Radioactive Materials Permits by Corey Wintamute, Sr. Research Safety Specialist

Working with radioactive materials (RAM) in the laboratory comes with certain responsibilities. Some of those responsibilities include administrative duties that must be performed on an ongoing basis to prepare the laboratory for quarterly audits performed by EH&S. Over time, procedures, personnel, technology, and scientific pursuits may change, however, and experiments that required the use of RAM become a thing of the past.  For permit holders who find themselves in this situation, there are options.
Permit holders who are no longer working with RAM, but do not wish to terminate or surrender their permit, have the option to reclassify their permit as “inactive.” Under this option, users keep their RAM permit, but are no longer required to maintain the radioactive materials binder, including the administrative duties of training, monthly surveys and filing of dosimetry reports; labs are not subject to quarterly audits while inactive.
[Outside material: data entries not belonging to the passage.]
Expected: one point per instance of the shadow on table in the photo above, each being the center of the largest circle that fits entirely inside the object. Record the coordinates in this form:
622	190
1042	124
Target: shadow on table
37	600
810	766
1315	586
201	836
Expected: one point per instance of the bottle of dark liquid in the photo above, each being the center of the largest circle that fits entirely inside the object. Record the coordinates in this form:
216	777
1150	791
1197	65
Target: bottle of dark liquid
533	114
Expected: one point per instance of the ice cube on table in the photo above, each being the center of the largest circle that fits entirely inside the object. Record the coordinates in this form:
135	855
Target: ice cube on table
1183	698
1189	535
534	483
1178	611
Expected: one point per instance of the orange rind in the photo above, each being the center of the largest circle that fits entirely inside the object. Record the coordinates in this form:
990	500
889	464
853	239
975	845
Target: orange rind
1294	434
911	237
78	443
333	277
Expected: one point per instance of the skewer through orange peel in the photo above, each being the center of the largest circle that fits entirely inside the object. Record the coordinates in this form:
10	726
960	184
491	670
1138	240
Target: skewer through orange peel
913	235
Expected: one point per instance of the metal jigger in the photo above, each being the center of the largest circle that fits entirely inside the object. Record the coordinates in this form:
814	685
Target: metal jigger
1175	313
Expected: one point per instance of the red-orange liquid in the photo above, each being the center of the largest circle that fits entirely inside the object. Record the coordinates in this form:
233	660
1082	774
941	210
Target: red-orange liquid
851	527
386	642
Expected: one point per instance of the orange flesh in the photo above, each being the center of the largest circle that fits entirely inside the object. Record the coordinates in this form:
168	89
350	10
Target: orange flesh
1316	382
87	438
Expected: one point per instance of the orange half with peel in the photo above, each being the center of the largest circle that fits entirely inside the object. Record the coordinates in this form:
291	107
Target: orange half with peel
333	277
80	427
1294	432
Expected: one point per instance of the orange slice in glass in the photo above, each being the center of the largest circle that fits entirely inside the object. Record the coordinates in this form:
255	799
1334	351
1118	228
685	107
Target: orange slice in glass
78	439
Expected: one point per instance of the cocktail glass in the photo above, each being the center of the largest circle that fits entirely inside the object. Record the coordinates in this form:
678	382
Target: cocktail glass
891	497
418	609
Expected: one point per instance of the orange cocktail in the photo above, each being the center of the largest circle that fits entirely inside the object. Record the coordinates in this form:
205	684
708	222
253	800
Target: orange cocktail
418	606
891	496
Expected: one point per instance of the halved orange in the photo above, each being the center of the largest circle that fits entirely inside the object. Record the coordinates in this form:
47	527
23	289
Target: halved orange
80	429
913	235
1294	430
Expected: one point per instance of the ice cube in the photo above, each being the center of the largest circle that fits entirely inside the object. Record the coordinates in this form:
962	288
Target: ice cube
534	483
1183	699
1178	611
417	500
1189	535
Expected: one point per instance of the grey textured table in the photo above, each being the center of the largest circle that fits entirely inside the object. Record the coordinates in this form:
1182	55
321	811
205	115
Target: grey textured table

The process of making a permit inactive can be completed in less than two weeks. Please note, after a permit has gone inactive, RAM cannot be purchased or stored.
The process to reclassify a permit as inactive requires four simple steps:

    1. The permit holder makes a written request to the Radiation Safety Officer.
    2. A waste pickup request is submitted by the PI or Lab Manger for all RAM (waste, stocks, samples) in the laboratory.
    3. The laboratory arranges an exit survey with EH&S after the RAM has been removed.
    4. EH&S completes a final radiation exit survey confirming that all RAM has been removed and that there is no residual contamination. Once confirmed, stickers and signage are removed.

In the event that the permit holder wishes to resume RAM work and re-activate their permit, the process is even simpler and can typically be completed within a week’s notice.

  • The permit holder makes a written request to the Radiation Safety Officer.
  • EH&S conducts an entry survey to provide signage and waste containers.
  • Laboratory personnel update training.
  • EH&S reactivates the permit.

For more information, or if you are considering reclassifying your permit, please contact the Radiation Safety Program at CUMC: rsostaffcumc@columbia.edu or Morningside: rso-ehrs@columbia.edu

Are Your Cylinders Secured? by, Harry J. Oster, Sr. Fire Safety Specialist

In accordance with New York City Fire Code, compressed gas cylinders, whether full or empty,  must be secured at all times to prevent movement from contact, vibration or seismic activity.  Cylinders may be secured utilizing one or more of the following methods:

  1. To a fixed object with one or more noncombustible restraints. Note: cylinders shall not be secured to plumbing systems or electrical conduits.
  2. On a cart or other mobile device specifically designed for the movement of compressed gas cylinders.
  3. Within a rack, framework, cabinet or similar assembly designed for such use (i.e. floor base holder), except when the cylinders are in the process of examination, filling, transport or servicing.

Additionally, valves of compressed gas containers designed to accept protection caps or other protective devices shall have such caps or devices attached. Outlet caps or plugs shall be in place except when the compressed gas containers are in use or are being serviced or filled.

cylinder

Unsecured cylinders have been cited by the Fire Department of New York (FDNY) during weekly laboratory inspections.  If you have compressed gas cylinders in your lab and are not sure if they are properly secured, please contact EH&S Fire Safety for an assessment: fire-life@columbia.edu

 

 

Photo shows a typical compressed gas cylinder not properly secured. Although the protective cap is in place on top of the cylinder, the cylinder is not restrained and poses a safety hazard.